La difesa della banca e l’accusa di negligenza
L’istituto di credito ha cercato di respingere la richiesta di risarcimento. La banca ha sostenuto la tesi del concorso di colpa (responsabilità condivisa nell’evento dannoso) del risparmiatore. Secondo la difesa, il cliente avrebbe agito con grave imprudenza.
La banca ha evidenziato che il cliente ha consegnato assegni in bianco per importi superiori alle soglie di legge. Questa condotta viola le norme antiriciclaggio, che impongono l’indicazione del beneficiario e la clausola di non trasferibilità per cifre elevate. Inoltre, l’investitore era un soggetto esperto e avrebbe dovuto accorgersi delle anomalie nei rendiconti ufficiali inviati dalla banca. Per questi motivi, l’istituto chiedeva l’azzeramento o la forte riduzione del risarcimento.
Le motivazioni: perché la responsabilità dell’intermediario finanziario rimane integra
I giudici della Corte di Cassazione hanno respinto gli argomenti della banca. La sentenza spiega che le regole di comportamento imposte dalla Consob (l’autorità di vigilanza sui mercati finanziari) gravano esclusivamente sul promotore. Queste regole servono a proteggere il risparmiatore e non possono tradursi in un onere di diligenza a suo carico.
La consegna di assegni in bianco non basta a dimostrare la colpa del cliente. Il risparmiatore ha agito sulla base di un affidamento ingenerato dalla stessa banca, che aveva raccomandato quel promotore. Inoltre, il promotore compilava gli assegni subito dopo la consegna, mostrando al cliente i moduli apparentemente regolari.
La responsabilità dell’intermediario finanziario viene meno solo in casi eccezionali. La banca deve provare la collusione (accordo fraudolento tra più parti) del cliente con il promotore. In alternativa, deve dimostrare una consapevole e attiva acquiescenza (accettazione passiva e cosciente) del risparmiatore alla violazione delle regole. Semplici irregolarità nei pagamenti non interrompono il nesso di occasionalità necessaria (il legame tra le mansioni lavorative e la truffa).
Le conclusioni: la banca risarcisce interamente il danno
La Corte di Cassazione ha rigettato definitivamente il ricorso dell’istituto di credito. La banca deve risarcire l’intero danno subito dal risparmiatore, pari a oltre quattrocentomila euro, oltre alla rivalutazione e agli interessi. I giudici hanno confermato che la banca ha omesso per lungo tempo i necessari controlli sull’operato del proprio agente.
La decisione ribadisce un principio fondamentale a tutela dei consumatori. Chi affida i propri risparmi a un promotore autorizzato ha il diritto di fare affidamento sulla sicurezza del sistema. La banca risponde dei danni causati dai propri collaboratori, poiché beneficia della loro attività commerciale. Il risparmiatore ottiene così la piena restituzione delle somme sottratte e la condanna della banca al pagamento delle spese di giudizio.
La banca risponde se il promotore finanziario ruba i soldi dei clienti?
Sì, l’istituto di credito è responsabile in solido per i danni causati dal promotore nell’esercizio delle sue funzioni, anche se ha agito oltre i limiti del mandato.

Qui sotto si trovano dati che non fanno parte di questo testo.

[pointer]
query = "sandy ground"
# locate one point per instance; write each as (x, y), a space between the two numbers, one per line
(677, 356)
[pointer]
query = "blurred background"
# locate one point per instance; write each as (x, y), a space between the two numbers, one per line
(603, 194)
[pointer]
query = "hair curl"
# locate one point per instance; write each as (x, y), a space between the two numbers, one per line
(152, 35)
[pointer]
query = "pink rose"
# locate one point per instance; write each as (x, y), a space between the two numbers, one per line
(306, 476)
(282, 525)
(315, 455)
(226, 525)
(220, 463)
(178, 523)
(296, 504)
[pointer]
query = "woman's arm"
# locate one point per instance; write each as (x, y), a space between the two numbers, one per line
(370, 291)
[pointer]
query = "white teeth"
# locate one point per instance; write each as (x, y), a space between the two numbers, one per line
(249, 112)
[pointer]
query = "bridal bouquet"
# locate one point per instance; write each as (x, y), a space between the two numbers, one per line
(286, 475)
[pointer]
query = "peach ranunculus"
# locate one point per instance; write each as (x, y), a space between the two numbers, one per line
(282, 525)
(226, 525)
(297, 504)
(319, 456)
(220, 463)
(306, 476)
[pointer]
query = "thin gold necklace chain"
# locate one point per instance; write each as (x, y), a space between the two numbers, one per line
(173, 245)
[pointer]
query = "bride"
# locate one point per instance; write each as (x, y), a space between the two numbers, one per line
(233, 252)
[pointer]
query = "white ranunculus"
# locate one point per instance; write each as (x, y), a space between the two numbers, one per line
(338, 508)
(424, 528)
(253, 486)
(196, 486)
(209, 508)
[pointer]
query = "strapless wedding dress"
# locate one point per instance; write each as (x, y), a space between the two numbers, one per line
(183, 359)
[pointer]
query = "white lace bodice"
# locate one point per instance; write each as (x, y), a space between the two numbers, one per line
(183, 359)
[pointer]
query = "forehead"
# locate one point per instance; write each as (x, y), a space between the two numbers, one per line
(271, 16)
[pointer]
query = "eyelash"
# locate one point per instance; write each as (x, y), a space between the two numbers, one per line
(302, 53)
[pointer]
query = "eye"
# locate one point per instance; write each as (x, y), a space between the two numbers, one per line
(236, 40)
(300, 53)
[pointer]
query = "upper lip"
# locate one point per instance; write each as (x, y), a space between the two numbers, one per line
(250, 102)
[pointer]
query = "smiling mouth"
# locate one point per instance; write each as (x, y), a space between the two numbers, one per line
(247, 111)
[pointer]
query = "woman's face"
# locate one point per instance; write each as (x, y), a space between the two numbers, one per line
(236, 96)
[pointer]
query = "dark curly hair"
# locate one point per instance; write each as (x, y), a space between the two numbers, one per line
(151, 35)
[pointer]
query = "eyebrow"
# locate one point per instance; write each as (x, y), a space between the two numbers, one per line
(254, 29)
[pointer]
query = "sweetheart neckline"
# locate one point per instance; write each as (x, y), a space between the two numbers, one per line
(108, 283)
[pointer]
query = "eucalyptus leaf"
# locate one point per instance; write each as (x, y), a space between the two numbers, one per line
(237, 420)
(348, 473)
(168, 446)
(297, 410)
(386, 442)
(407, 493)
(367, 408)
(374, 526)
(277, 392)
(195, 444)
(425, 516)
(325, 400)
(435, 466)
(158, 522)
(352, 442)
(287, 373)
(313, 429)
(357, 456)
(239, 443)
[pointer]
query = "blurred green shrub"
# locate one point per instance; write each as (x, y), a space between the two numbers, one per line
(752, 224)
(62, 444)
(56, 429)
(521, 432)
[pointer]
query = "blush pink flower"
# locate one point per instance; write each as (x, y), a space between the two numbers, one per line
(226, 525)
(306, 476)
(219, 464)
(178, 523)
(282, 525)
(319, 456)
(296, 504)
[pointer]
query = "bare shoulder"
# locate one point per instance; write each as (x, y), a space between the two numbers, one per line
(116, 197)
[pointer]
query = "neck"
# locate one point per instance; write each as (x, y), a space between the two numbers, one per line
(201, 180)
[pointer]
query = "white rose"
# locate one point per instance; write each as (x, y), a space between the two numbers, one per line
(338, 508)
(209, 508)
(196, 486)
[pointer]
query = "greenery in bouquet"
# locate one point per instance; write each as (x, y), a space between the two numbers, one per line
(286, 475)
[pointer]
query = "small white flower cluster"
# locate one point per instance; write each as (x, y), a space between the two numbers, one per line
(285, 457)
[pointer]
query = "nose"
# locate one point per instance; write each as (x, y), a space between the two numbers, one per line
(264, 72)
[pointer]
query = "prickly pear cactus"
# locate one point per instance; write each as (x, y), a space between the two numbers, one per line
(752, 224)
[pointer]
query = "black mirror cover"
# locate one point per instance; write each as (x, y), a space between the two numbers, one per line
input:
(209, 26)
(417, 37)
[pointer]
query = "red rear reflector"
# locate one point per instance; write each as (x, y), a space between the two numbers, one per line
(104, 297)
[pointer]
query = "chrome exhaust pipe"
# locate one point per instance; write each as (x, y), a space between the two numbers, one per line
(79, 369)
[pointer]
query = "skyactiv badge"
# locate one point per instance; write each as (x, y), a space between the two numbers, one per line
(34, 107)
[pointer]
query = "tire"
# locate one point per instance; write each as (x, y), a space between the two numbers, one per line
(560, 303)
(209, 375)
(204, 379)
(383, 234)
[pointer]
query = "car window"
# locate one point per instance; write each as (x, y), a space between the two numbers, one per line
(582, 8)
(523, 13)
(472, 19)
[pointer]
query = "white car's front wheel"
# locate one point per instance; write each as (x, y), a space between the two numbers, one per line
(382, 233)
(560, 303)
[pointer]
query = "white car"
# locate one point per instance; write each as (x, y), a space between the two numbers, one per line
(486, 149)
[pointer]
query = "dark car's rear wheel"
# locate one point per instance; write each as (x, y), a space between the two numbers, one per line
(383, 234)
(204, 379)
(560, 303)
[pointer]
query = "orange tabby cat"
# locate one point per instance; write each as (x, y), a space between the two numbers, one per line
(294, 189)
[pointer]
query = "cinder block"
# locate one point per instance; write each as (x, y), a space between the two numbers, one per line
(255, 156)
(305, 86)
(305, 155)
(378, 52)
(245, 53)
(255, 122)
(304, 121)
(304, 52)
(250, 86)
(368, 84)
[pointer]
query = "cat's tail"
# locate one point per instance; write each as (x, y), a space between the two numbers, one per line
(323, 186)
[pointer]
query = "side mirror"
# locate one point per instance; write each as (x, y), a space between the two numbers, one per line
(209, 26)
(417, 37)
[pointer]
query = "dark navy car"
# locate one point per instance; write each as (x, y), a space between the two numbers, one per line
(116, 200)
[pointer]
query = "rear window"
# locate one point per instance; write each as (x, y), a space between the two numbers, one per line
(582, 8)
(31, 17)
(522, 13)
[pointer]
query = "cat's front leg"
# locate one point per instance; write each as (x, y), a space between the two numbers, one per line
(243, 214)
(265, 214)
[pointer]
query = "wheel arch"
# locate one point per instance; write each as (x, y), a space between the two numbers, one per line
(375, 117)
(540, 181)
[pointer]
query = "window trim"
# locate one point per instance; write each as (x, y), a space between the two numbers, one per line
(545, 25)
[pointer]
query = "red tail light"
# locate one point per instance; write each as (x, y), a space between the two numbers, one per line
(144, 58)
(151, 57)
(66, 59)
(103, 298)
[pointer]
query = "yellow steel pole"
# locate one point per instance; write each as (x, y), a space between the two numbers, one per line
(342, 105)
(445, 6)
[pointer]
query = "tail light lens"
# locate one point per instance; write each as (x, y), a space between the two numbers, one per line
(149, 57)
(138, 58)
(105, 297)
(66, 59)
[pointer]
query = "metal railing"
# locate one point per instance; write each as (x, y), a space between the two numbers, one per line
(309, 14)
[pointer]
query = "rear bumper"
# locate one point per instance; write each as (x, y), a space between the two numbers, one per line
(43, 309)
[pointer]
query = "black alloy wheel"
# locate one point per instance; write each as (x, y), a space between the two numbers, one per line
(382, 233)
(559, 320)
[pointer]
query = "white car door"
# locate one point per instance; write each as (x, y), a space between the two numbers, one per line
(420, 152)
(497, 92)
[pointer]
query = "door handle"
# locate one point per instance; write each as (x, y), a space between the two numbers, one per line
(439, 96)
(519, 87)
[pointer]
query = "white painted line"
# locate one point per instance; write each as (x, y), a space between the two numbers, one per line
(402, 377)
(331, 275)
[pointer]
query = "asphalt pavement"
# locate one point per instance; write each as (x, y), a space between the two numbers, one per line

La consegna di assegni in bianco al promotore riduce il risarcimento?
No, la consegna di assegni in bianco non costituisce di per sé un concorso di colpa del risparmiatore, a meno che non si dimostri la sua complicità nella truffa.
Quali doveri ha la banca nei confronti dei propri promotori?
La banca ha un preciso dovere di vigilanza e controllo sull’operato dei propri promotori e risponde delle loro violazioni se omette tali verifiche.